KOKOMO, Ind.— When Skylar Anthony chose to major in English, her friends and family assumed teaching was her obvious career option.
As an intern with Indiana University Kokomo’s Field: A Journal of Arts and Sciences, she’s experiencing one additional career possibility with her degree, as she leads efforts to publish the spring 2023 edition.
“It’s interesting to see that there is a lot you can do with an English major,” she said. “Editorial work is just a small portion of what you might do.”
Anthony, a senior from Kokomo, is one of six Field interns, who serve in roles including managing editor, associate and copy editor, art director, or on the art, prose, or poetry board. They advertise for students to submit their research papers, artwork, poetry, creative writing, essays, reviews, and more; then review the submissions to narrow down to what is included in the final edition, before designing and creating the journal to send to the printer.

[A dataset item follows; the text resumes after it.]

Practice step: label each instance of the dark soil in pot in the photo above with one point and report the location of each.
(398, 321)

Advisor Jim Coby, assistant professor of English, said the internship is a full academic year, starting with soliciting submissions, developing a rubric to assess them, creating a cover, and deciding typeface, collating the journal, planning events to celebrate the release, and distributing the completed publication.

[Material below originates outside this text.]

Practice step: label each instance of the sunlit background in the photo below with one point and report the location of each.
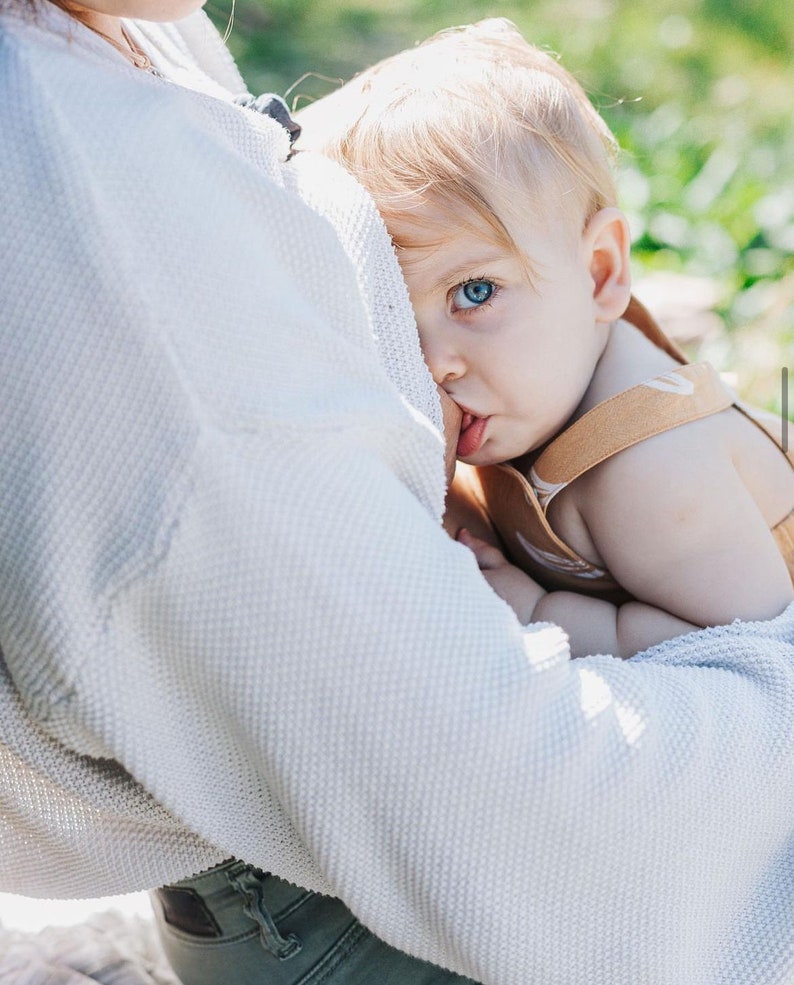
(699, 95)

“They gain a wide array of skills in this internship that will benefit them in future pursuits,” he said. “It’s not only validating to them, to see their name in print, but to be able to speak to future employers or graduate school committees and show them this piece you played a part in creating.”
Christian Lewis, an English major, said the internship provides leadership training.

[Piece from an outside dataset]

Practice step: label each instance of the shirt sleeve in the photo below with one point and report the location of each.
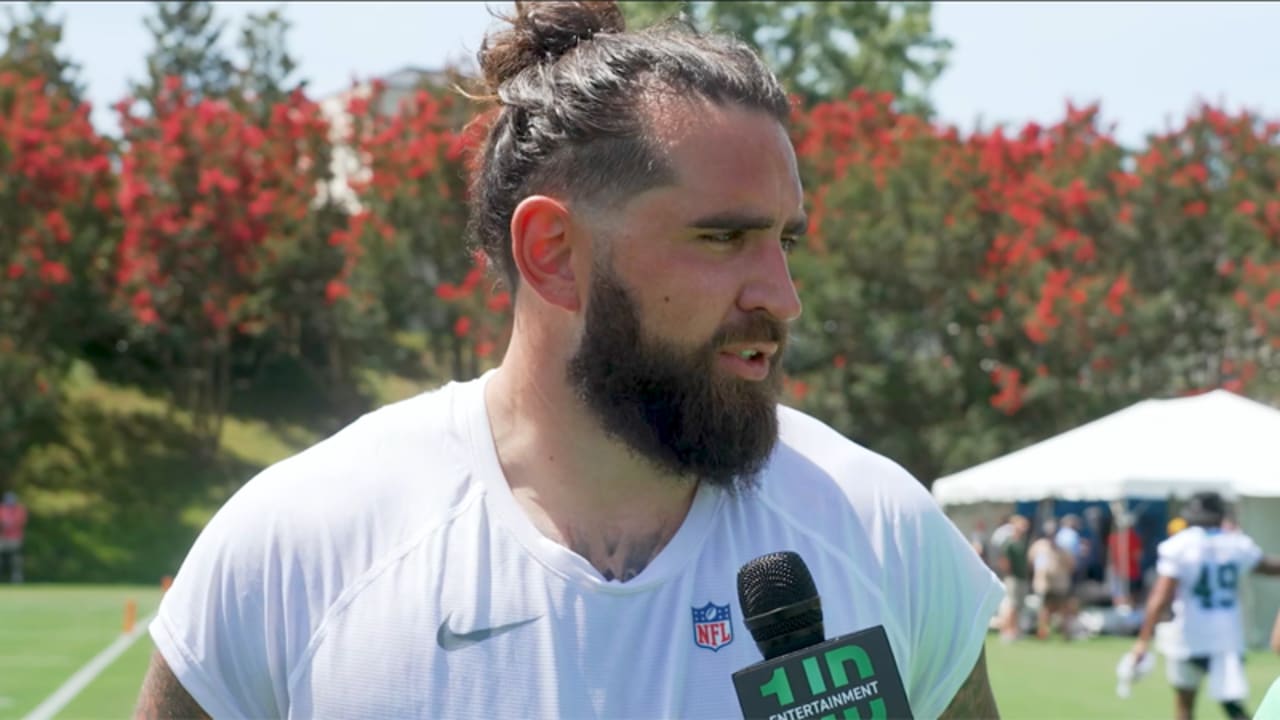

“You get to work with other people who have similar interests and are critical thinkers,” he said. “You learn a lot from it. It’s exciting to engage with other students’ work.”
It’s also a chance to practice the technical writing and editing skills learned in classes.
“To apply it in a professional way, reaching out to other professionals, that’s a really good experience.”
He appreciates that the journal gives students a chance to showcase their work.
“Otherwise, you write all these things and turn them in, and it’s over,” he said. “This helps them get their work to a wider audience.”
New media, art, and technology (NMAT) major Elizabeth Byrum said it gives a sense of accomplishment to see their work in print — and is a resume builder. She’s creating the cover and will have that to include in her professional portfolio.
“I like having a tangible example of my work, that I can share with people,” she said. “It’s a great feeling.”
Anthony said having her work selected for the 2022 edition was a gratifying experience.
“It was a great feeling of accomplishment,” she said. “It’s nice to see your work in print, and for others to see it. I was able to present one of my pieces at the campus research symposium last year too. It brings about a lot of good opportunities.”
Field Volume 8 is now accepting submissions of poetry, short fiction, research, podcasts, art and design, music, video and digital work, comics, creative nonfiction, and interviews. The deadline is Friday, November 4.